On Monday, a senior US administration official briefing reporters on the president’s July trip to Israel said Biden would “discuss new innovations between our countries that use laser technologies to defeat missiles and other airborne threats.”
The Walla news site reported Thursday that Jerusalem hopes to partner with Washington on the project, including American investment in further development and deployment of the system.
The report said such cooperation could be part of a larger effort to form a joint defense partnership with regional allies against the threat of Iranian drones and missiles.
Plans for such an alliance were reported in March by Hebrew media outlets following an off-record briefing with Israeli Air Force officials.
The officials said Jerusalem may soon sign the prospective alliance with its Middle East partners, and the countries have also recently developed joint systems for detecting missile and drone threats.
According to reports, the opportunity for the airborne defense coalition followed normalization agreements between Israel and Arab countries, including the United Arab Emirates and Bahrain, which are geographically closer to Iran.
The ministry has been testing the laser-based defense system for several years, shooting down drones, unguided rockets and anti-tank guided missiles in a series of tests in March.
The ground-based laser system — dubbed Iron Beam — which is being developed with the Rafael weapons manufacturer, is not meant to replace the Iron Dome or Israel’s other air defense systems, but to supplement and complement them, shooting down smaller projectiles and leaving larger ones for the more robust missile-based batteries.
Hundreds of millions of shekels have been allocated to the final development stages and trial phase, in which the system will be placed on the border with the Gaza Strip.

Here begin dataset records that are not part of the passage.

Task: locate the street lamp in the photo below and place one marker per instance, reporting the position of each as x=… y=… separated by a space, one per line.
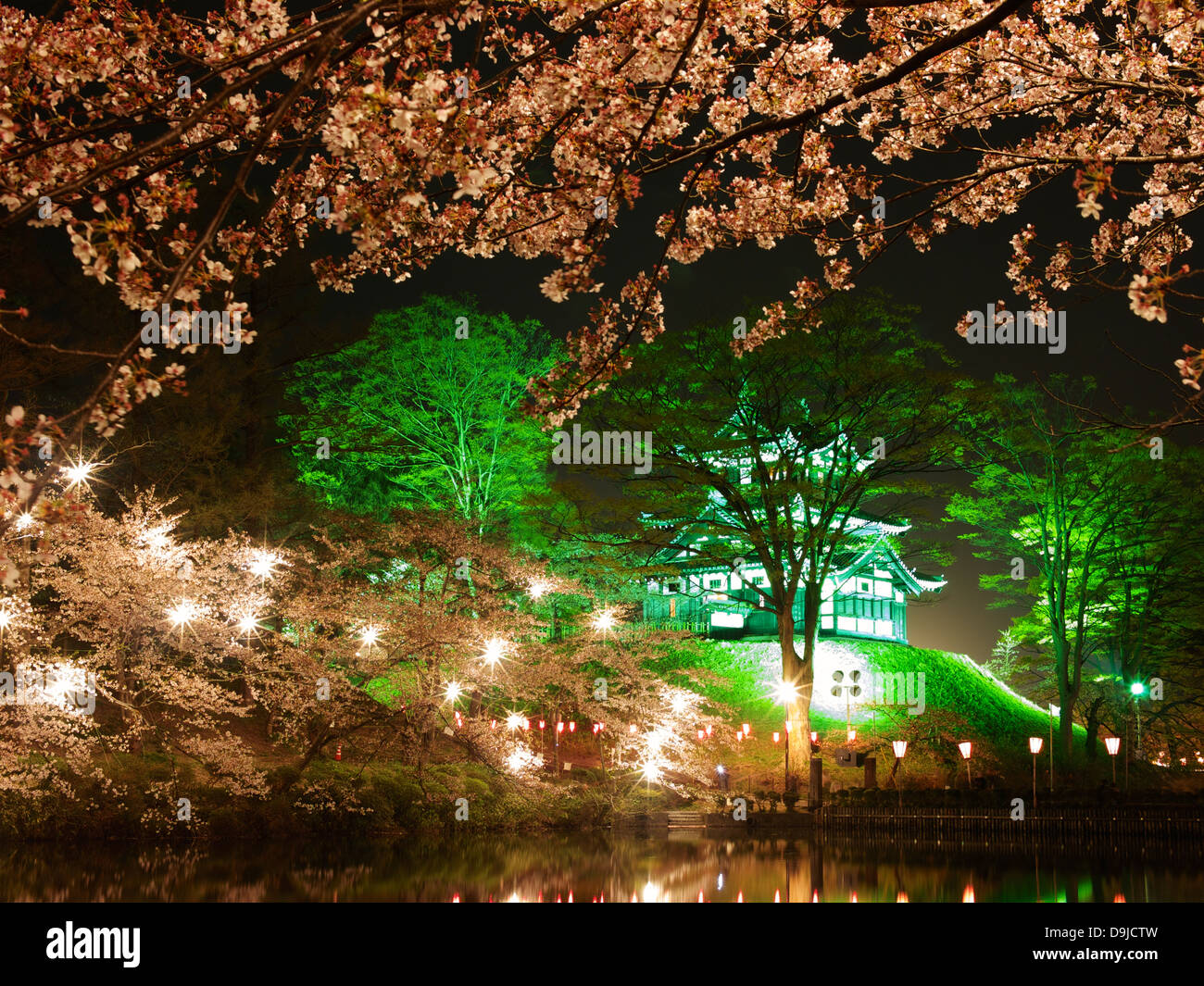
x=1114 y=746
x=966 y=748
x=851 y=690
x=1136 y=690
x=1035 y=748
x=786 y=693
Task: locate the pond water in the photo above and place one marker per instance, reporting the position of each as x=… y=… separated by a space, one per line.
x=588 y=867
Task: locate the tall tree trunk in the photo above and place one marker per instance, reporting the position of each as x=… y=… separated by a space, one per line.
x=798 y=672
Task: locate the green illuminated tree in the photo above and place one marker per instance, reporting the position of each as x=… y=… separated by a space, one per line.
x=422 y=414
x=1075 y=524
x=742 y=444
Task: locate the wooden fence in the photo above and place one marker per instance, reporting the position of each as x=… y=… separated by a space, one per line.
x=1055 y=826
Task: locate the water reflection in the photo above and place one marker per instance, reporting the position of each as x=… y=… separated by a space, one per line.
x=589 y=868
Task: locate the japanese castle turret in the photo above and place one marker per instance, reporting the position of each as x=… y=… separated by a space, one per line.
x=865 y=595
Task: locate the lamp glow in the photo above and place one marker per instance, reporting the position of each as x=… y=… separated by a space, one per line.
x=182 y=613
x=495 y=650
x=80 y=473
x=263 y=565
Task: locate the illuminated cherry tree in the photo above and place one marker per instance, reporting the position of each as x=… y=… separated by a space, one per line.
x=181 y=156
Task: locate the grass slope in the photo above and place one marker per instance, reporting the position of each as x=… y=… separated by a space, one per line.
x=961 y=700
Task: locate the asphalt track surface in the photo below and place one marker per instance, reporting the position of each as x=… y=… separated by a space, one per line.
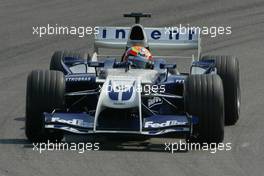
x=21 y=52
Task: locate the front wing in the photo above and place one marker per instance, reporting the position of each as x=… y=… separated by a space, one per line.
x=83 y=123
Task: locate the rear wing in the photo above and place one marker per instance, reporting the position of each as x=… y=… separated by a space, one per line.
x=157 y=38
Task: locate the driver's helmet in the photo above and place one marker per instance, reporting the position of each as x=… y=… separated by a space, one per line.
x=139 y=57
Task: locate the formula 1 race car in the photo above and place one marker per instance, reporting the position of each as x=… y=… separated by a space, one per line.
x=104 y=95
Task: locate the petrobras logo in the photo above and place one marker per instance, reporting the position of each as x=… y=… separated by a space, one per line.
x=154 y=102
x=151 y=124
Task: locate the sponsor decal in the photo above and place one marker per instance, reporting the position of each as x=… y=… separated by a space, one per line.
x=154 y=102
x=76 y=79
x=76 y=122
x=151 y=124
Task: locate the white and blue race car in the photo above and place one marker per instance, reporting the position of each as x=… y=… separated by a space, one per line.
x=104 y=95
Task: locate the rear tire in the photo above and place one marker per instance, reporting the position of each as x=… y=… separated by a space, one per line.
x=204 y=98
x=58 y=57
x=228 y=70
x=45 y=92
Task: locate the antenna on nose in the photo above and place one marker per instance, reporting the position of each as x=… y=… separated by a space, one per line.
x=137 y=16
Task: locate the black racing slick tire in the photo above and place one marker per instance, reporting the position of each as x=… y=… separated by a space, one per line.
x=204 y=99
x=228 y=70
x=56 y=62
x=45 y=92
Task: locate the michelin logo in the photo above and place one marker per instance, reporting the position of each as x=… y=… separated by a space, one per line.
x=151 y=124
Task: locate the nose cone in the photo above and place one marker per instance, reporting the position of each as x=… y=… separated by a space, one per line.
x=120 y=93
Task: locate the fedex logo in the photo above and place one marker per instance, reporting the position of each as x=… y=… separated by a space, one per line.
x=151 y=124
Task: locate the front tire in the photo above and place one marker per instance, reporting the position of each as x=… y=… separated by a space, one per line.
x=204 y=99
x=45 y=92
x=228 y=70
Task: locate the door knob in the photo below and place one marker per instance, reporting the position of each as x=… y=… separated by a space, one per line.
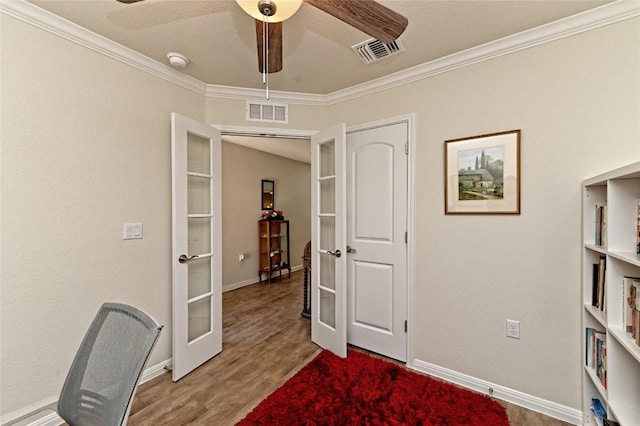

It is not clear when the initial deployment will happen.
According to the Defense Ministry, as long as there is a constant source of energy for the laser, there is no risk of ever running out of ammunition. Officials have hailed it as a potential “game-changer” in the battle against projectile attacks.
The downside of a laser system is that it does not function well in low visibility, including heavy cloud cover or other inclement weather. For that reason, the ministry intends to also mount the system on planes, which would help get around this limitation by putting the system above the clouds, though that is still a few more years off, ministry officials have said.
The Lebanese Hezbollah terror group is believed to maintain an arsenal of some 130,000 rockets, missiles, and mortar shells, which the military believes would be used against Israel in a future war.
The two largest terror groups in the Gaza Strip, Hamas and the Palestinian Islamic Jihad, are also each believed to possess thousands of rockets and mortar shells, even after firing upwards of 4,000 projectiles at Israel during last year’s 11-day war.
Israeli military officials have also said they have seen an increase in Iranian use of drone attacks in recent years, dubbing it Iran’s “UAV terror.”
Against these and other threats, Israel operates a multi-tiered air defense array, made up of the short-range Iron Dome, the medium-range David’s Sling, and the long-range Arrow and Patriot systems.